On pressing a key (say k1), i Ampere current starts flowing through it. The current will further divide into two parts, i1 and i2, at a point (say A). The four resistances (say P, Q, R, and S) are arranged so that the bridge remains balanced on pressing the other key (say k2), which means there is no deflection in the arm of the galvanometer. When we press the other key, k2, there will be no current in the arm (say BD).

By Kirchhoff’s Voltage Law

In the given closed mesh, ABDA (half of the parallelogram),

-i1P +i2=0

i1P=i2R (Equation 1)

Similarly, in the other closed mesh BCDB,

i1Q=i2S (Equation 2)

On dividing the equations, we get, 

P/Q= R/S

This equation is for a balanced Wheatstone bridge.

Solved Questions on Wheatstone Bridge

Q 1- In a given Wheatstone bridge, the resistance P is 10 Ω, Q is 100 Ω, and R is 20 Ω. Determine the value of S if the galvanometer shows zero deflection (balanced state).

Solution:

Using the formula of Wheatstone bridge as derived above:

P/Q= R/S

10/100= 20/S

=200 Ω

Answer: The value of S, when the Wheatstone bridge shows zero deflection, will be 200 Ω.

Q 2- Determine the value of ‘a’ for a given balanced Wheatstone bridge for which the values are as follows:

P= 400 Ω, Q= 800 Ω, R=a+200 and S=1000 Ω. 

Solution:

Using the formula of Wheatstone bridge as derived above:

P/Q= R/S

400/800= a+200/1000

400 ×1000/800= a+200

a+200=500

a=500-200

a=300 Ω

Answer: The value of ‘a’ for a given balanced Wheatstone bridge is 300 Ω. 

Q 3- Determine the value of S in a given Wheatstone bridge showing zero deflection with values P=100 Ω, Q=40 Ω and R=20 Ω.

Solution:

Using the formula of Wheatstone bridge:

P/Q= R/S

100/40=20/S

40×20/100=S

S=8 Ω.

Answer: The value of S in a given Wheatstone bridge showing zero deflection with values P=100 Ω, Q=40 Ω and R=20 Ω will be 8 Ω.

Conclusion

Circuit theory defines the flow of techniques of electric current in the given circuit. Ohm’s law and Kirchhoff’s laws are the basis of defining this circuit theory.

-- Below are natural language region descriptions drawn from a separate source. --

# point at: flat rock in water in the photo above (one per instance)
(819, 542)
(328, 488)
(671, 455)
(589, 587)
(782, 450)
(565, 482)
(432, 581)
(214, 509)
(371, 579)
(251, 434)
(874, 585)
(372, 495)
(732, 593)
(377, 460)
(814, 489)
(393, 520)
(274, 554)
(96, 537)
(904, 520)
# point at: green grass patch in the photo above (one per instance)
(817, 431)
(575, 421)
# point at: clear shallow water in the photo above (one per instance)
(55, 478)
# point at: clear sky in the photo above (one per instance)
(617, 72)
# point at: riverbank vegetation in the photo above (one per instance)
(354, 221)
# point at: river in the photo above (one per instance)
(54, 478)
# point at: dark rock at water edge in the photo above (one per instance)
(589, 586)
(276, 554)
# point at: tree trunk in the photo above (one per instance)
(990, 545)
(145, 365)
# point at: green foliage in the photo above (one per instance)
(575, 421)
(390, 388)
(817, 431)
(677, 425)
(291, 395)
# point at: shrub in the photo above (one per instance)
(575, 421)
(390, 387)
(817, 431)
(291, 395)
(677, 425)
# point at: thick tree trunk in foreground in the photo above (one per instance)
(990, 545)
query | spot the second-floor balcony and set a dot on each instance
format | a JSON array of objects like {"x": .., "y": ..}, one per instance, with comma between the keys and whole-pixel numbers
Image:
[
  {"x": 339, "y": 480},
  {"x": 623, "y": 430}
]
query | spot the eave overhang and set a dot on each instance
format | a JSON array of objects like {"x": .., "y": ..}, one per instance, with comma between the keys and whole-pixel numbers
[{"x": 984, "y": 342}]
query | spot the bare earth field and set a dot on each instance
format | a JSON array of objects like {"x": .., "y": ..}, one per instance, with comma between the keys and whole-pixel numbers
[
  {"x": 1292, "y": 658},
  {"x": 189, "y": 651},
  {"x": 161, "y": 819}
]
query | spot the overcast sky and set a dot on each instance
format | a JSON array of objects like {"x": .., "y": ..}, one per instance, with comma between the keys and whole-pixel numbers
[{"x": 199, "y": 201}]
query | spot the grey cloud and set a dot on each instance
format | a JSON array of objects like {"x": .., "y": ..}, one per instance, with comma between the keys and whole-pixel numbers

These laws derive the relationship between resistance, electric current and voltage. The equation expressing Ohm’s law is E=IR. 

The Wheatstone bridge, comprising four resistors, is used to determine the resistance of any unknown resistors. This Wheatstone bridge comprises four arms (the resistors). The ratio of any two resistors remains constant while the other two have to be balanced. P/Q=R/S equation is not for an unbalanced Wheatstone bridge.